Javelin Strategy & Research is estimating that the Target credit card data breach will cost customers and companies $18.9 billion dollars. The vast majority of this loss with be the responsibility of Target. Other businesses like credit card companies, financial institutions and merchants will also end up losing money when the compromised cards are fraudulently used at their businesses. But customers aren’t going to escape unscathed. Javelin estimates that this breach will cost the 40 million customers affected some $4 billion in costs for items fraudulently charged to their cards (this doesn’t count indirect costs such as lost wages and additional costs to fight the fraud), or an average of $100 each.

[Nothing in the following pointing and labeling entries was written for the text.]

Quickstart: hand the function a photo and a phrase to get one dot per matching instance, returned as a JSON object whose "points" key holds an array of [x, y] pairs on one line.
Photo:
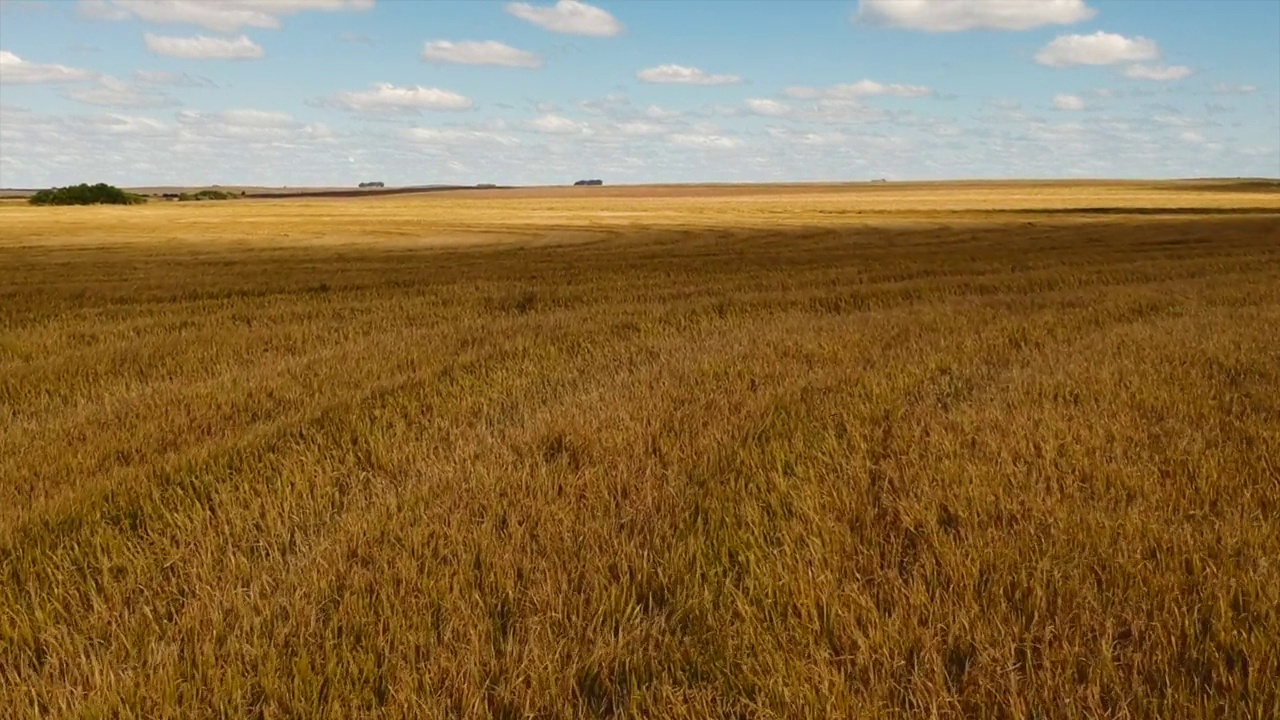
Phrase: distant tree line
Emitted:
{"points": [[83, 194], [206, 195]]}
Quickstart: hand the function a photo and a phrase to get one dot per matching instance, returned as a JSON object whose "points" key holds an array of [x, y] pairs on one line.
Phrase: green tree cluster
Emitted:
{"points": [[83, 194]]}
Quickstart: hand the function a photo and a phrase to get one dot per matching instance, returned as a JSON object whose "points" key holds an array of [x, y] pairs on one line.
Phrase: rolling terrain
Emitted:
{"points": [[905, 450]]}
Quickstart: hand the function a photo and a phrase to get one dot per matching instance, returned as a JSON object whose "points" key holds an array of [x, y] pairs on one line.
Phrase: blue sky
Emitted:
{"points": [[548, 91]]}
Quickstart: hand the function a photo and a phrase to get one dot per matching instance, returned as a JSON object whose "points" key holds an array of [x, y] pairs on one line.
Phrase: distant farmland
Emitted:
{"points": [[993, 450]]}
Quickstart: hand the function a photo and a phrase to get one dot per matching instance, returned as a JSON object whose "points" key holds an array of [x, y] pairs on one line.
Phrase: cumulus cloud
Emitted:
{"points": [[458, 137], [131, 124], [856, 90], [1097, 49], [223, 16], [1229, 89], [681, 74], [479, 53], [1068, 103], [568, 17], [389, 98], [16, 71], [1161, 73], [558, 124], [115, 92], [768, 108], [202, 48], [955, 16], [709, 141], [173, 80], [656, 113]]}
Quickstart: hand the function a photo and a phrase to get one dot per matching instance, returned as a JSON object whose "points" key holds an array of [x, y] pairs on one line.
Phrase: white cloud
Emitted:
{"points": [[385, 96], [1097, 49], [14, 69], [558, 124], [681, 74], [101, 10], [256, 118], [218, 16], [768, 108], [711, 141], [173, 80], [860, 89], [479, 53], [131, 124], [202, 48], [656, 113], [114, 92], [568, 17], [1228, 89], [1068, 103], [458, 137], [638, 128], [954, 16], [1161, 73]]}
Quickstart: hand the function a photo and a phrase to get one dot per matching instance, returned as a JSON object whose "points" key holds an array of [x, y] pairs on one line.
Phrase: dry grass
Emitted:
{"points": [[878, 452]]}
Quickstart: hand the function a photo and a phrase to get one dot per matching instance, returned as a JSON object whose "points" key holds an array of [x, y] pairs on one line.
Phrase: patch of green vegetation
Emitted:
{"points": [[206, 195], [83, 194]]}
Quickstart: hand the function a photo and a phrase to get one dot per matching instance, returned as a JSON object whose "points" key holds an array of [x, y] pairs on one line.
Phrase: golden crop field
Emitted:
{"points": [[974, 450]]}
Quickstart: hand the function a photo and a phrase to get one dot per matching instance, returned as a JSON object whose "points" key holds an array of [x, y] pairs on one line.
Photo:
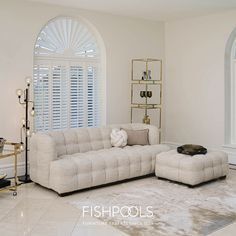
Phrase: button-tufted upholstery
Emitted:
{"points": [[191, 170], [74, 159]]}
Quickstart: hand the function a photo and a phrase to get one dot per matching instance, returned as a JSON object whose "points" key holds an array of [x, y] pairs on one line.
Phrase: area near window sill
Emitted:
{"points": [[230, 149]]}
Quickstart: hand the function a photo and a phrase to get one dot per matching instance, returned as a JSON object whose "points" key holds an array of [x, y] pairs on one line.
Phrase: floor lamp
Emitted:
{"points": [[24, 100]]}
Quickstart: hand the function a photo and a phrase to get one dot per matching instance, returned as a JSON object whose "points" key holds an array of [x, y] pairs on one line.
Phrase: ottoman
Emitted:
{"points": [[191, 170]]}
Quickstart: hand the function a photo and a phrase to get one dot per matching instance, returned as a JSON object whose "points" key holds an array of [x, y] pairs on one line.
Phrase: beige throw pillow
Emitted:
{"points": [[137, 137]]}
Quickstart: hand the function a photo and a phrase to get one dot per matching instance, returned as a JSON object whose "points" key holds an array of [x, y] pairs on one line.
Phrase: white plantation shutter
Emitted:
{"points": [[77, 100], [67, 88]]}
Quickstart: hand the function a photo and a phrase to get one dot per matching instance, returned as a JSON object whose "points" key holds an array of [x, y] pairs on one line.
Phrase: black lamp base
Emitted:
{"points": [[25, 179]]}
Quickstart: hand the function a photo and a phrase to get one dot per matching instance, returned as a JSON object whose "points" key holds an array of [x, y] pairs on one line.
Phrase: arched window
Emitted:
{"points": [[67, 76], [230, 90]]}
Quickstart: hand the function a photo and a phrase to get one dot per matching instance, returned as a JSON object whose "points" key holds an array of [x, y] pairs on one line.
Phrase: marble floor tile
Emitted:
{"points": [[37, 211], [88, 226]]}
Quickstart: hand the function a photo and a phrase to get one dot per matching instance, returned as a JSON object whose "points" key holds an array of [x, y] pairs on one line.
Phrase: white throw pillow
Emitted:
{"points": [[118, 138]]}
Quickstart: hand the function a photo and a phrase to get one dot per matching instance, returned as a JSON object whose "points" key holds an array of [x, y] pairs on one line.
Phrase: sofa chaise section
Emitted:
{"points": [[75, 159]]}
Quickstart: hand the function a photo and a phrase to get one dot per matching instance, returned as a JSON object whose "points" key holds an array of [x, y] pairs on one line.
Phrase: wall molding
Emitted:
{"points": [[229, 150]]}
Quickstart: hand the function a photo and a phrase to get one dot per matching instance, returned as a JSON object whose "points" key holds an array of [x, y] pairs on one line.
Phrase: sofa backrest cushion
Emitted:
{"points": [[75, 140], [80, 140]]}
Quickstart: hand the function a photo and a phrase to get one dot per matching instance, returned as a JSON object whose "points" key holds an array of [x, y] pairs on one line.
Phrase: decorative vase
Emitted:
{"points": [[2, 142], [146, 120]]}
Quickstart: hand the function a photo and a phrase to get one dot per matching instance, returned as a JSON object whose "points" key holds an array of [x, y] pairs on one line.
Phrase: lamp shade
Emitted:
{"points": [[19, 92]]}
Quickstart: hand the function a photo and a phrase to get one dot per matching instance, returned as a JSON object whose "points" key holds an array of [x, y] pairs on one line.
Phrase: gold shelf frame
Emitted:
{"points": [[146, 106]]}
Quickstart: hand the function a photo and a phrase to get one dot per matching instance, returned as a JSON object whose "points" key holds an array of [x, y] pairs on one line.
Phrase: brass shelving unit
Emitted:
{"points": [[147, 81]]}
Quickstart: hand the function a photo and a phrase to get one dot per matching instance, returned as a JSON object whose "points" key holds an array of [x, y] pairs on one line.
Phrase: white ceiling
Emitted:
{"points": [[163, 10]]}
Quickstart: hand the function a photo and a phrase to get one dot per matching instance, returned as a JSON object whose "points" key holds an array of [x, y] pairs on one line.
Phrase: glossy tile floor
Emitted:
{"points": [[38, 211]]}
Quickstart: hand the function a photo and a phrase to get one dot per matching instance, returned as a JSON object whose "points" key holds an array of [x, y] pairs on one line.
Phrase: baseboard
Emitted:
{"points": [[9, 169], [230, 151]]}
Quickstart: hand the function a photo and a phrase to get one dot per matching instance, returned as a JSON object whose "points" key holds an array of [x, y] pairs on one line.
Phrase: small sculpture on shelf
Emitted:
{"points": [[146, 94], [146, 75]]}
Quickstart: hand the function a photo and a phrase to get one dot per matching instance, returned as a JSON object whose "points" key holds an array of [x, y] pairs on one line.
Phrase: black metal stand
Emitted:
{"points": [[26, 178]]}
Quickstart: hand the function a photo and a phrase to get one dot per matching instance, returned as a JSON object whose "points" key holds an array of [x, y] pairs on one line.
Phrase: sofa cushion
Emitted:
{"points": [[137, 137], [80, 140], [83, 170]]}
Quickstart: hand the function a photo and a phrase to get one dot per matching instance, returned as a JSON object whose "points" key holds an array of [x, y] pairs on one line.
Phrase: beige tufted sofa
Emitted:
{"points": [[75, 159]]}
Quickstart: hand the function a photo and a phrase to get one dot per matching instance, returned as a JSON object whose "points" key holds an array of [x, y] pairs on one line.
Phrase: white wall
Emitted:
{"points": [[195, 79], [125, 38]]}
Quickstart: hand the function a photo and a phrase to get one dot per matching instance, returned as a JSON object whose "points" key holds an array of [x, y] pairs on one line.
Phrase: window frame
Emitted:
{"points": [[85, 62]]}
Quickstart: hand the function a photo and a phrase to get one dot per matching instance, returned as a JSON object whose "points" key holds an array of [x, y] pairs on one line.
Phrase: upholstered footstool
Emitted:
{"points": [[191, 170]]}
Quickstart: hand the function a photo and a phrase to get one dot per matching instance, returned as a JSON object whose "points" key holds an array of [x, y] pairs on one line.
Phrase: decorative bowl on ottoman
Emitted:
{"points": [[191, 170]]}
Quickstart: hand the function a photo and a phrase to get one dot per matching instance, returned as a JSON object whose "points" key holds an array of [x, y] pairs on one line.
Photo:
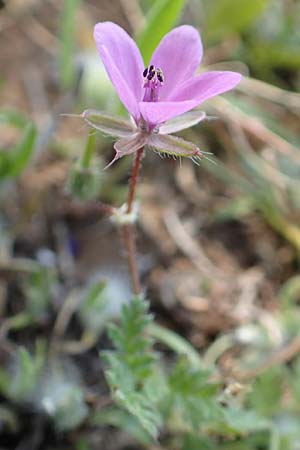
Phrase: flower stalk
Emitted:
{"points": [[128, 229]]}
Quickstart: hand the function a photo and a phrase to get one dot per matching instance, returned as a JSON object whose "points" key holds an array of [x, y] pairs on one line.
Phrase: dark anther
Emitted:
{"points": [[151, 75], [159, 75]]}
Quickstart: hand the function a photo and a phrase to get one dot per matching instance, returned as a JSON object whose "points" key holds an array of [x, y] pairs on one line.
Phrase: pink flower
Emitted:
{"points": [[165, 89]]}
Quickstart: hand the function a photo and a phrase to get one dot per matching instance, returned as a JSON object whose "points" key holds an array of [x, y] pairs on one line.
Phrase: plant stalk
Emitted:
{"points": [[128, 230]]}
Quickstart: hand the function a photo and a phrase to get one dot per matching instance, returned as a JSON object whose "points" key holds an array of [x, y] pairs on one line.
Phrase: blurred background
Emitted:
{"points": [[218, 244]]}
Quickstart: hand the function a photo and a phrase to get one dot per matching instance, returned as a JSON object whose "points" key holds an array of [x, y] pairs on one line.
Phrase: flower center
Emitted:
{"points": [[153, 79]]}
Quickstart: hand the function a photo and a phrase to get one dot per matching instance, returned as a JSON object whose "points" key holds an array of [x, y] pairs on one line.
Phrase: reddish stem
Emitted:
{"points": [[128, 230], [134, 179]]}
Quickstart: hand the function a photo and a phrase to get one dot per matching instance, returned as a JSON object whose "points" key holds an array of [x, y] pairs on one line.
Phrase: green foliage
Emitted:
{"points": [[226, 16], [160, 19], [85, 178], [131, 364], [66, 51], [192, 398], [26, 374], [92, 307]]}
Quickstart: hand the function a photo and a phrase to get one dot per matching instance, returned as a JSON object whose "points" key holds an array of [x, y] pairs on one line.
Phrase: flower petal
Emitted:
{"points": [[187, 120], [178, 55], [173, 145], [123, 63], [155, 113], [128, 145], [205, 86], [108, 124]]}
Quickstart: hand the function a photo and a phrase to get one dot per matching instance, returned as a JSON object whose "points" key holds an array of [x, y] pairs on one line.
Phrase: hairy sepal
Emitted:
{"points": [[108, 124], [187, 120], [174, 146], [128, 145]]}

The problem is that while $100 will be the average, some customers will end up paying much more than others to create that average. For those who quickly cancel and exchange their credit card, there should be no fraud costs and the indirect monetary costs should be relatively little compared to the time and aggravation (Javelin also estimates that the breach will cost those affected 3.25 hours of their time on average). In addition to the time, there could be costs such as getting a new card expressed mailed so that it can still be used for shopping during the holiday season, the cost of cell phone minutes used to cancel the card and to call other merchants to switch automatic payments, the cost of gas for a trip to the credit union to get a new debit card, and possibly some unexpected fees if the card was used for automatic payments that end up getting paid late as the switch between credit cards occurs. Add those with the time it takes to resolve the situation, and even those who end up never having their cards used for fraud still pay a significant price.
Those who don’t cancel their cards in time and do become a victim of fraud will end up spending a lot more. Javelin has found that while the average ID fraud loss amounts to just over $4,600, the out-of-pocket expenses for these consumers averages $631. While businesses end up paying for most, if not all, the cost of the fraud on the credit card, the customer still ends up spending a significant amount of money trying to get the fraud issues resolved. This can include time off of work filing police reports, contracting firms to help clear out fraudulent entries in credit reports, and even lawyer fees.
While it’s certainly inconvenient and it’ll take a little bit of time and money to resolve the issue, it’s far better to cancel and get a new card now (and it won’t hurt your credit score to do so), than to have to deal with the aftermath of your card being fraudulently used. Yes, Target and other companies will bear the vast majority of the cost of the items fraudulently purchased on your card, but that doesn’t mean that it “isn’t going to cost (you) anything.”